A Hopeful yet Urgent Outlook
Reflecting on the summit, it became evident that while the barriers to healthcare payment reform are daunting, they are not insurmountable. The candid exchanges among leaders revealed actionable strategies—mandatory participation in CMS models, realigned payer incentives, streamlined quality metrics, and active employer engagement—that could steer the system toward a future where value trumps volume. Each of these approaches addresses a distinct yet interconnected challenge, offering a roadmap for reform that balances urgency with practicality. The shared frustration with the current state of affairs was palpable, yet so was the determination to forge a better path. This blend of realism and resolve suggests that the healthcare industry stands at a critical juncture, poised for transformation if stakeholders can muster the collective will to act decisively.

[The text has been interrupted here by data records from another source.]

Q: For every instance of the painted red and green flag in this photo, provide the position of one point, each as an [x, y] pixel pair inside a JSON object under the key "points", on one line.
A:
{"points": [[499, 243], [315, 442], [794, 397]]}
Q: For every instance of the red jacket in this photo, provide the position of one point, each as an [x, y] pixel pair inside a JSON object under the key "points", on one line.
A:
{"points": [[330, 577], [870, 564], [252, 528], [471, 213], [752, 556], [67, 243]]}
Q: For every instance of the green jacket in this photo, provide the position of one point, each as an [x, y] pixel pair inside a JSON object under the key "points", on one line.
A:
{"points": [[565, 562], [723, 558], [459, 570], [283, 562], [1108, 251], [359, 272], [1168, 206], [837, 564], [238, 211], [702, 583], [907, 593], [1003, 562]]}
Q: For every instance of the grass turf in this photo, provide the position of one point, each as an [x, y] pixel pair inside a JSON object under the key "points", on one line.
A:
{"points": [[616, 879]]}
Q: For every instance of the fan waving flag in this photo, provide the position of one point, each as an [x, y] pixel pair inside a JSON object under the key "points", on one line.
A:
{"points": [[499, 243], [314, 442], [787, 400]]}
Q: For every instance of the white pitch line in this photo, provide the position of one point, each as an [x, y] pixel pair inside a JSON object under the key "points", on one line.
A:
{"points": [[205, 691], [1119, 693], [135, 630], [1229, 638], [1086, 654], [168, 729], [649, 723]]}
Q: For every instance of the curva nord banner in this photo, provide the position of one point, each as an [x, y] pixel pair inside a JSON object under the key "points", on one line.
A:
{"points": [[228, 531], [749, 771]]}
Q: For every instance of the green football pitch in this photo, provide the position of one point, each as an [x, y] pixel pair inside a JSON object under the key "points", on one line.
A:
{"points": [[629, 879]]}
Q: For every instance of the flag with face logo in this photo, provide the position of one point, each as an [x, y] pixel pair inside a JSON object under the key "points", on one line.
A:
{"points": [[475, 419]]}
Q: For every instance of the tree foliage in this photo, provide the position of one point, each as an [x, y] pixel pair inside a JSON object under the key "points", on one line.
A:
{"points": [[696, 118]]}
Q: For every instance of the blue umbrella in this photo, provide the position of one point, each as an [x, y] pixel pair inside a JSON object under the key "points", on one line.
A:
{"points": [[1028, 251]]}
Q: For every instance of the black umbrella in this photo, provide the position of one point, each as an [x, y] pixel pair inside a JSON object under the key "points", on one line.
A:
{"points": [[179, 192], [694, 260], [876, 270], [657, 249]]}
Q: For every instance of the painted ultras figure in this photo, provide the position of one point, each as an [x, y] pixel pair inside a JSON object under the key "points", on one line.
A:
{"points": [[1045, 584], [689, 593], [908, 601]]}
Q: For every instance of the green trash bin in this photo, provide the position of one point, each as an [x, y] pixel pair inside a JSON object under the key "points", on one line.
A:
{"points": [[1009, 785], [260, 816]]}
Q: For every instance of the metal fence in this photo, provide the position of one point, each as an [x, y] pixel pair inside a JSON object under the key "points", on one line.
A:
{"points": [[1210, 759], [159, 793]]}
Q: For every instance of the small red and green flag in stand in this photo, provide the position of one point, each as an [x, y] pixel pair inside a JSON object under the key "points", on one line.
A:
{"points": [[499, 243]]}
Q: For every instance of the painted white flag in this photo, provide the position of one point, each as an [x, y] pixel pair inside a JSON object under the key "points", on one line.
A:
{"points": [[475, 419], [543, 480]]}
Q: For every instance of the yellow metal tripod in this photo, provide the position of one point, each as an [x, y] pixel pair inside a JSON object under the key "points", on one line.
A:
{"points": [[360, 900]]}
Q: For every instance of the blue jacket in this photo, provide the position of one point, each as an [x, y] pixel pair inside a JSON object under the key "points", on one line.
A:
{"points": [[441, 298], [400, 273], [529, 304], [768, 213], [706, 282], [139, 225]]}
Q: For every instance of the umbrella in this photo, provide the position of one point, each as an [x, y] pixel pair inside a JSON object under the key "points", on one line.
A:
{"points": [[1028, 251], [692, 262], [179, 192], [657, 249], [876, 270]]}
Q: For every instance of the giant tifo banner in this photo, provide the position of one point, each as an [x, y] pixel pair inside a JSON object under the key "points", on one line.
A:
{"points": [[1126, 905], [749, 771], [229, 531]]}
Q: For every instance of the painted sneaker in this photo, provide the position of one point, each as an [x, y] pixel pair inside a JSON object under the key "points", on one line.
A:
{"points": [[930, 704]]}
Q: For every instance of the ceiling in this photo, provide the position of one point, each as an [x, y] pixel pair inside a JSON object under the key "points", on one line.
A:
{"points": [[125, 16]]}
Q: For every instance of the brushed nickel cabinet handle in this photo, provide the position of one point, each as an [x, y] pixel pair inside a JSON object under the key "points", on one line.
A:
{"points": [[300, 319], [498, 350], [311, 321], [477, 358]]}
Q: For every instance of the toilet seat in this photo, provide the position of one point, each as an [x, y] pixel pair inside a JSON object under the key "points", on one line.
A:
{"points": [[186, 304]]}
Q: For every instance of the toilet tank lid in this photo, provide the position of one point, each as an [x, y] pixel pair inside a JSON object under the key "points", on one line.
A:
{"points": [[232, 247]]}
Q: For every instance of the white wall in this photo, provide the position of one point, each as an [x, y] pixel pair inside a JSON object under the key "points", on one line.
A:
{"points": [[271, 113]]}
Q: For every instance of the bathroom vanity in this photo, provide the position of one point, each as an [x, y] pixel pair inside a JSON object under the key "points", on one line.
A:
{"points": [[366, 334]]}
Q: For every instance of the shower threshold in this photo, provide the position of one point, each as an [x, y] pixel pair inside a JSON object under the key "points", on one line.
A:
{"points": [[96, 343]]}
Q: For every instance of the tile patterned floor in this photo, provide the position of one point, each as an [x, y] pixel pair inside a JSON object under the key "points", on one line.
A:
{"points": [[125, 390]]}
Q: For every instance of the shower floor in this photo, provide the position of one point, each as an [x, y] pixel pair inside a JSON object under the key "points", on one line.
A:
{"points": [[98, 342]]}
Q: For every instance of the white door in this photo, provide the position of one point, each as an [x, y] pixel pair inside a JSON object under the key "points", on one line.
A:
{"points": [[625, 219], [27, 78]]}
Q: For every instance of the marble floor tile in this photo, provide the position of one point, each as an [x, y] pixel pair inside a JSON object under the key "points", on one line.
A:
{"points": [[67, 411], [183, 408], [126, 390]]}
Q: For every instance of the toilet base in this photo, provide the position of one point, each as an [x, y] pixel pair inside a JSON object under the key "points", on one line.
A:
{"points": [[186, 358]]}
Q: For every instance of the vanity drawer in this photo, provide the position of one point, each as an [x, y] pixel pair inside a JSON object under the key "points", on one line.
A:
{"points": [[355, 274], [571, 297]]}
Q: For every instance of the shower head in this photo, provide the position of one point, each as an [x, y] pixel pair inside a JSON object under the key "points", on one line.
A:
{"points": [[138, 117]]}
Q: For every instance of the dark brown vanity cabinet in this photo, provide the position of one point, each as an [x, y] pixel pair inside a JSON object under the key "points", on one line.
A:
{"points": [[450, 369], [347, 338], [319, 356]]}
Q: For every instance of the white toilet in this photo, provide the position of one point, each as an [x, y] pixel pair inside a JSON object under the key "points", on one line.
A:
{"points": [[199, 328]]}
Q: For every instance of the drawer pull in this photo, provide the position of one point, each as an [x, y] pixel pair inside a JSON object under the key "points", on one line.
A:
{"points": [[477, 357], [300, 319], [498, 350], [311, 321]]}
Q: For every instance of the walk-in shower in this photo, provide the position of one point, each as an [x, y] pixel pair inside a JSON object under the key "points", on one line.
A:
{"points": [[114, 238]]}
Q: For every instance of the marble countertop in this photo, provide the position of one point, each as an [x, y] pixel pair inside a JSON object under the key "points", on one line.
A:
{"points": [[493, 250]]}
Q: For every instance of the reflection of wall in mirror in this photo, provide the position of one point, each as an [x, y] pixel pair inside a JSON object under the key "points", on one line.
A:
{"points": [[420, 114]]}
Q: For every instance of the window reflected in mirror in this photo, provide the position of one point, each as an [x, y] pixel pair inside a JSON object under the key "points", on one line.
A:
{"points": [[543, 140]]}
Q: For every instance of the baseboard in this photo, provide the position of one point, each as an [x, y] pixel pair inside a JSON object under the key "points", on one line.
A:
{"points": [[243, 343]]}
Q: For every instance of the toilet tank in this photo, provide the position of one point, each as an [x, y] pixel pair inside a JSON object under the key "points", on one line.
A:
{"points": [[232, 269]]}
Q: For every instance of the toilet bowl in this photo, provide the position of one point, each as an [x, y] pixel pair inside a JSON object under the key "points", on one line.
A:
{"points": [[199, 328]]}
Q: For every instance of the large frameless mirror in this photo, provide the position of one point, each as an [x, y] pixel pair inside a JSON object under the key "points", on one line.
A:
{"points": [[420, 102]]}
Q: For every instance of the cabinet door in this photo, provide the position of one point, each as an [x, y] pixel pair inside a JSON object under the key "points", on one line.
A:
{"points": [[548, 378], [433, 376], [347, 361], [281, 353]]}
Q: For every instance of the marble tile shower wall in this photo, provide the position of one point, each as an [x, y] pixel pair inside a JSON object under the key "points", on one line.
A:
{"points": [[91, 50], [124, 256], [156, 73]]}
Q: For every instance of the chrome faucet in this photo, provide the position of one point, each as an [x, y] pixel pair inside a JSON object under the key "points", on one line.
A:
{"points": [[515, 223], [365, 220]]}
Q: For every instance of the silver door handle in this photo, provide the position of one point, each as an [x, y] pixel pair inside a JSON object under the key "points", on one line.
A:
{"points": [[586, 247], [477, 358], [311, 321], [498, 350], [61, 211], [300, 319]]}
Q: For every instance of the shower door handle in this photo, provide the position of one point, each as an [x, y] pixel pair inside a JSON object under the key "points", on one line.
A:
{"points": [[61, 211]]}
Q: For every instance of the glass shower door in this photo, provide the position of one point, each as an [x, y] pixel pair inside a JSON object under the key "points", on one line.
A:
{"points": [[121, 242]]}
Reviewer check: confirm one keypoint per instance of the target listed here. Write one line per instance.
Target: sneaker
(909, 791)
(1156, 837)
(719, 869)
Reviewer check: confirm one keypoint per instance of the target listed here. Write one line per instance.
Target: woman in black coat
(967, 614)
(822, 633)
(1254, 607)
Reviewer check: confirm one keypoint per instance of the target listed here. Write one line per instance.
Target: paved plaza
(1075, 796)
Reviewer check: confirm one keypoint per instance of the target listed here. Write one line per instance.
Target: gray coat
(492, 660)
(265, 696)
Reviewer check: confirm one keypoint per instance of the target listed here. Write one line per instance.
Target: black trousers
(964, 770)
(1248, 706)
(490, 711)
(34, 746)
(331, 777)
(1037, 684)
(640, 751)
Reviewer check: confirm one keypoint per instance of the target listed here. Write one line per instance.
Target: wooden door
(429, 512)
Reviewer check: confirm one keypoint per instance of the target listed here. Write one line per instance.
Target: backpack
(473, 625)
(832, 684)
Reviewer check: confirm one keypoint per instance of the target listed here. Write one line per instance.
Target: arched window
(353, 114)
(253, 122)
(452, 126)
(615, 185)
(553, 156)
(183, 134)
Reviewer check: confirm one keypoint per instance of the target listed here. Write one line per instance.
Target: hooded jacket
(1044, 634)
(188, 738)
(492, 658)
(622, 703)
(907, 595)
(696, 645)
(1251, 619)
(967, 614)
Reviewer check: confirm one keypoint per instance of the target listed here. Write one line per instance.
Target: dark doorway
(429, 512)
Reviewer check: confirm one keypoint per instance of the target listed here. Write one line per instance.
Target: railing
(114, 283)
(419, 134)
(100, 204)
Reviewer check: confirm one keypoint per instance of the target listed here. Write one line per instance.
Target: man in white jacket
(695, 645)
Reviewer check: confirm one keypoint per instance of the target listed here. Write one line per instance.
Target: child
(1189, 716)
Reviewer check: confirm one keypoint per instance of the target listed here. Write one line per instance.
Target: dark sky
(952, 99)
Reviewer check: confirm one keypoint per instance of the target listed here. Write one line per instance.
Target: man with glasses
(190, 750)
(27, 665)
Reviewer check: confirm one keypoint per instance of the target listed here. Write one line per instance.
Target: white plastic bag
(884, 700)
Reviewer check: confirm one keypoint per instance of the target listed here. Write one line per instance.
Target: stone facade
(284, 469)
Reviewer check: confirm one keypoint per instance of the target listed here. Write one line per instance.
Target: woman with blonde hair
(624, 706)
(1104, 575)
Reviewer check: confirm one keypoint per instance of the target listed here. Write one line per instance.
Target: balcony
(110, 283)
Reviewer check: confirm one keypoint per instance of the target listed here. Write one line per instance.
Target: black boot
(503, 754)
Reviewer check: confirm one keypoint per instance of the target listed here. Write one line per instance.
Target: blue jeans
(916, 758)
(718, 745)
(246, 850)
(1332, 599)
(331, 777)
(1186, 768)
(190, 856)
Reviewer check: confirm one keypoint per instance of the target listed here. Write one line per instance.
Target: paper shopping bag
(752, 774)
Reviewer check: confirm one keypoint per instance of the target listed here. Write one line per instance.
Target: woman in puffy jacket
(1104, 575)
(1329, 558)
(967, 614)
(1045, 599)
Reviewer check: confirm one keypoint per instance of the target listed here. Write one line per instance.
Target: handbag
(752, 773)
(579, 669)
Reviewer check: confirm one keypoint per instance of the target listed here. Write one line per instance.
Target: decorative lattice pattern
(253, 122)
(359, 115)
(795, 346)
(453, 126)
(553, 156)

Looking back, the summit served as a clarion call for immediate, coordinated steps to dismantle the obstacles hindering payment reform. Leaders left with a clear mandate to push for policies that enforce participation, rethink financial structures, and reduce administrative clutter, ensuring that every dollar spent advances patient well-being. Future considerations must include fostering partnerships across the ecosystem, from empowering employers to involving patients and community voices in shaping new models. The insights gained point to a pivotal opportunity: by embracing bold reforms and aligning all players around a common goal, the healthcare system can evolve into one that delivers better outcomes at lower costs. The path ahead demands sustained effort and collaboration, but the foundation laid at this event offers a promising start for turning vision into reality.